Tony enjoyed his time working in veterinary practice, retiring in 2020.

Highlights have included being in attendance when an Endurance team won the World Championship in 1998, and going to the Olympics in 2004.  However, the role doesn’t come without its challenges, he says.

“I don’t think I’ve had any disasters,” he laughs. 

“But the most challenging time that I’ve had was when the World Equestrian Games were held at two Asian countries that hadn’t really had an equestrian background, particularly in Indonesia.   So, working with the locals trying to get the whole thing up and running was interesting work.”

Tony says within New Zealand, the biggest challenge is getting vets to commit to the sport and keeping them interested in doing FEI weekends, and getting them involved in the education system.

“They’ve got to give up their weekends and it’s alright when they’re young and keen.  But then as they get a bit older and start to get busier with other things in their lives, it gets harder to retain their interest.”

He says the work of an official is worth the effort, and has enriched his life.

“From a personal point of view, it’s taken me places and I’ve met people that I would never have met.  And that’s not necessarily overseas, that’s even within New Zealand.  Endurance riding is usually in some out -of-the way place so you get to see parts of New Zealand you wouldn’t normally go to.  You meet a whole bunch of people that you get to know over time that – if you just had the weekend fishing or tramping or doing your gardening – you wouldn’t have got to meet.  Right now I could dial up a friend in a lot of places around the world,” says Tony.
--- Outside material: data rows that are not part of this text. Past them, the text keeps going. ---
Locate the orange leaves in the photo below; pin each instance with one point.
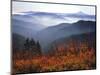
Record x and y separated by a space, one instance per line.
65 58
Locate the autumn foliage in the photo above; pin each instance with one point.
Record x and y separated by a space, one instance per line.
73 55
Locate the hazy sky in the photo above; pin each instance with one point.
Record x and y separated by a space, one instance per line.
18 7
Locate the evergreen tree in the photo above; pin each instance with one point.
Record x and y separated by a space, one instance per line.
39 47
27 44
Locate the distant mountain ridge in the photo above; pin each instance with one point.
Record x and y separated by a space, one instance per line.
48 35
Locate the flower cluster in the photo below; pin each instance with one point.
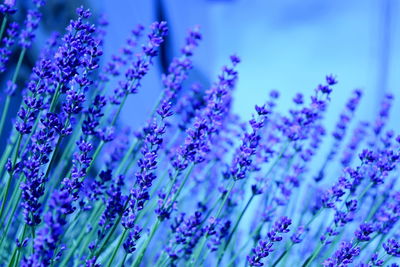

Next week, Tony heads off to Turkey for the FEI National Head Vets Conference.  He will miss his 31st wedding anniversary.

“I’ll be in Conference all day but Lynne would have no one to tour with.  So as we were there last year, she is staying home.”

To keep his current status, he says he will have to go to a course every three years, and he is also a Course Director training other vets.  He loves every minute of it.